Ces épreuves sanctionnent des années d’efforts de la part de toutes et tous, et encore davantage de la part de celles et ceux qui doivent s’adapter au quotidien. Priver d’aménagements toutes les personnes reconnues comme légitimes pour en bénéficier, c’est les condamner d’office à l’échec et par conséquent les priver d’une autonomie sociale et financière sans laquelle ils resteront à la charge de l’État. Alors, pourquoi refuser ces aménagements aux autistes qui sont d’office lésés par les épreuves orales ?

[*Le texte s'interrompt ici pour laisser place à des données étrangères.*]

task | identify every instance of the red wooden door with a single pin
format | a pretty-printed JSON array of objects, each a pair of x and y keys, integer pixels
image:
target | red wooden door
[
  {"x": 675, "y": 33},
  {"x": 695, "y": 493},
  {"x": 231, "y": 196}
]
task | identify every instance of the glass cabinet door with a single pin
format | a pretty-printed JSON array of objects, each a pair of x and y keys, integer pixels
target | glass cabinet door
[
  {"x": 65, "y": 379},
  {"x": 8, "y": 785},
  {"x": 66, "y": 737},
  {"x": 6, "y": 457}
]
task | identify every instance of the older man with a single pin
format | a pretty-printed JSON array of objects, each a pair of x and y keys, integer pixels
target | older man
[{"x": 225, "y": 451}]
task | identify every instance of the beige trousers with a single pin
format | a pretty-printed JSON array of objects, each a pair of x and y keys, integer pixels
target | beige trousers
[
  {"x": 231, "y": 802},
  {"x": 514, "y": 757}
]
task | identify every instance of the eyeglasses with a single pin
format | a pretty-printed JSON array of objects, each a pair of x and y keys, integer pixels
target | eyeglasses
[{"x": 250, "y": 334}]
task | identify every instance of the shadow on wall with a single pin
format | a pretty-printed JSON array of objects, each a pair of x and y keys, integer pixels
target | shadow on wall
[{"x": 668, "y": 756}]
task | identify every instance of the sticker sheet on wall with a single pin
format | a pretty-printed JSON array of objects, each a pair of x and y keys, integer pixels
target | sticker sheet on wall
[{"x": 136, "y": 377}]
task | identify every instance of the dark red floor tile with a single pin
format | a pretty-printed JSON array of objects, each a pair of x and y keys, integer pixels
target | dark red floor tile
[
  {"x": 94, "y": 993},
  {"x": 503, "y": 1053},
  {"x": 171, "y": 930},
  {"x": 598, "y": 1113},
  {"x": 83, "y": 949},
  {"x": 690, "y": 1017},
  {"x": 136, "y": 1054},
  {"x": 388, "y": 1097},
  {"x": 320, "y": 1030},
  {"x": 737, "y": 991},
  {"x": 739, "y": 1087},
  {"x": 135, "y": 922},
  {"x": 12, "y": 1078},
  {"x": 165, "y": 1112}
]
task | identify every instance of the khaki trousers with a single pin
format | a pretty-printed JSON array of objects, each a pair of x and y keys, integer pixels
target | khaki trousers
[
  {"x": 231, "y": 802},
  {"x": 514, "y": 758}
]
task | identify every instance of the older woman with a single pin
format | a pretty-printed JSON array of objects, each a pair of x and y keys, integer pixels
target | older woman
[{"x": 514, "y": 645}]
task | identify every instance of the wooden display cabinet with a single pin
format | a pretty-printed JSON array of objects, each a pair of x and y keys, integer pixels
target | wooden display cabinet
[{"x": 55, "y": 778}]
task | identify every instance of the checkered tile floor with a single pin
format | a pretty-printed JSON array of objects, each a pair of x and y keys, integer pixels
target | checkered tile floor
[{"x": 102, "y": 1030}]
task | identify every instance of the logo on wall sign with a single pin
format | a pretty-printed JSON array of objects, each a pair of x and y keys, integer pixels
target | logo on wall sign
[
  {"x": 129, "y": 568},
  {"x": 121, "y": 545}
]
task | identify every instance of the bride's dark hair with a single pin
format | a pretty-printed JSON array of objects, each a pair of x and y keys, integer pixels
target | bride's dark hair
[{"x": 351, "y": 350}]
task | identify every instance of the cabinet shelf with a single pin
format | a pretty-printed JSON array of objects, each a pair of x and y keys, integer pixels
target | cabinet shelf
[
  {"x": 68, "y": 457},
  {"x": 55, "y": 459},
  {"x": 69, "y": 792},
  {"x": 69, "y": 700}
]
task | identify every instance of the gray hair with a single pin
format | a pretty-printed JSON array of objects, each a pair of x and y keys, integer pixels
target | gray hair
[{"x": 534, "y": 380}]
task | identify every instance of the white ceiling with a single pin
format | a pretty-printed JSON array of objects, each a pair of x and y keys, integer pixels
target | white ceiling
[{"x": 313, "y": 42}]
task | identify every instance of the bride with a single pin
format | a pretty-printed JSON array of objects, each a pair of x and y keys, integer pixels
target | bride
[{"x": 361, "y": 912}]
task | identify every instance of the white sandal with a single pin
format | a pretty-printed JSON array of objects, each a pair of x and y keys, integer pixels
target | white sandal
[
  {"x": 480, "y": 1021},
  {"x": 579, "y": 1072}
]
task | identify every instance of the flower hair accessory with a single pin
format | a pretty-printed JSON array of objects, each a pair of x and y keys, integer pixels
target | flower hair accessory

La loi de 2005 n’est pas appliquée correctement. Cette loi a aujourd’hui plus de 15 ans. Monsieur le ministre de l'Éducation nationale, s’il vous plaît, aidez-nous à faire avancer la cause des personnes autistes, et handicapées en général.
Nous vous remercions de la bienveillance que vous porterez à notre lettre, de l’attention que vous porterez au cas de tous ces jeunes et de leurs familles.
Nous vous prions d'agréer, monsieur le ministre de l'Éducation Nationale, de la Jeunesse et des Sports, l'expression de notre profond respect.